I underwent an epiphany while in Franconia.
The beers that I liked the best were the simplest. Like Frau Hofmann's Export. Just Vienna malt anf Hallertuer hop pellets. Will's Dunkles. Beers with a recipe that you could scribble on the back of a fag packet. There was an honesty to these beers.
Earlier this week I saw a programme about Greek cooking. Most dishes only use two or three ingredients. Real peasant cooking, simple but packed with flavour. Franconian brewing is very much in that tradition. Great raw materials, passion and love. Yes, love. Every brewer spoke of their beer as of their child.

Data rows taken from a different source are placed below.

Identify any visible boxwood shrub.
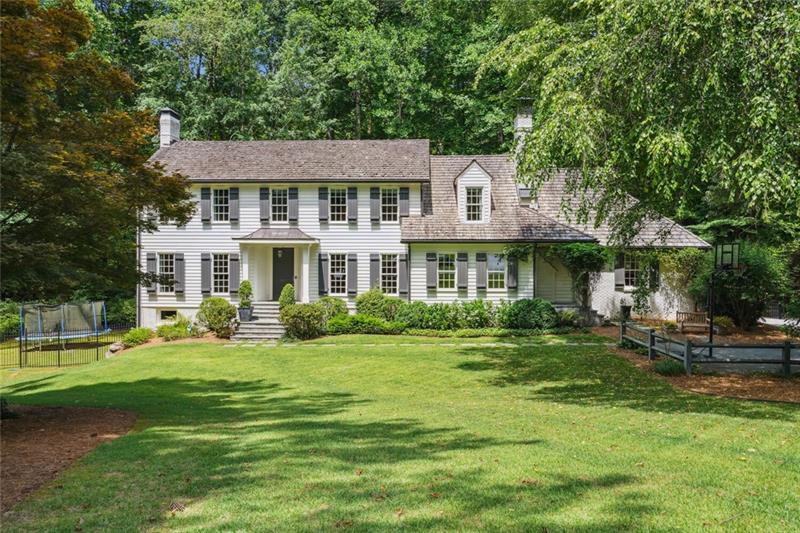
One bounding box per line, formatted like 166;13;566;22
327;314;404;335
196;297;237;338
497;298;558;329
403;327;572;338
280;303;326;340
355;289;404;320
122;327;153;347
316;296;348;322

Beer runs deep in Franconia. A brewery is part of the life of most villages. The connection villagers have to their local beer, we cannot hope to comprehend. It's something far more profound than mere brand loyalty. The brewer is like a member of the family.
I've seen enthusiastic brewers before. But the emotional, almost spiriual attachment of Franconian brewers to their beer is of a different magnitude.

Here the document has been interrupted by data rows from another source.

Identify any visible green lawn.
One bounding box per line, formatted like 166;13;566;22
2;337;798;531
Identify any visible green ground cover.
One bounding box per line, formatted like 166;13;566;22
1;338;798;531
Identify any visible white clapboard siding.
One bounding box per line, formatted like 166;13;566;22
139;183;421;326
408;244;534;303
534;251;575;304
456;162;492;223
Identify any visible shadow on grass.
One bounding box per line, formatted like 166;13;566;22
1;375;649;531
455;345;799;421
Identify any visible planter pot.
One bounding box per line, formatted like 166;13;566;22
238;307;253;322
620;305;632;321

What are microbreweries elsewhere up to? Take a look at the list of ingredients. How many types of malt are in them? How many varieties of hop? Is it all necessary? How much impact do some of the ingredients have on the taste of the finished product? Why use a diferent variety of yeast for every beer?
A lot of microbrewed beer now seems frivolous to me. Like pretentious nouvelle cuisine. too complicated for its own good.
More than 3 types of malt in a beer and they're having a laaarf. Three's all they needed to make Courage Russian Stout, the most complex beer I've ever tasted by several streets.
Honest beer is what I want. Beer that can look me straight in the eye and not flinch. Beer with heart. Beer that's like an old friend. Beer you can sit and drink by the pint in a pub with your mates.
Take a look at the beer in your glass. What is it? Honest, or a wee bit pretentious?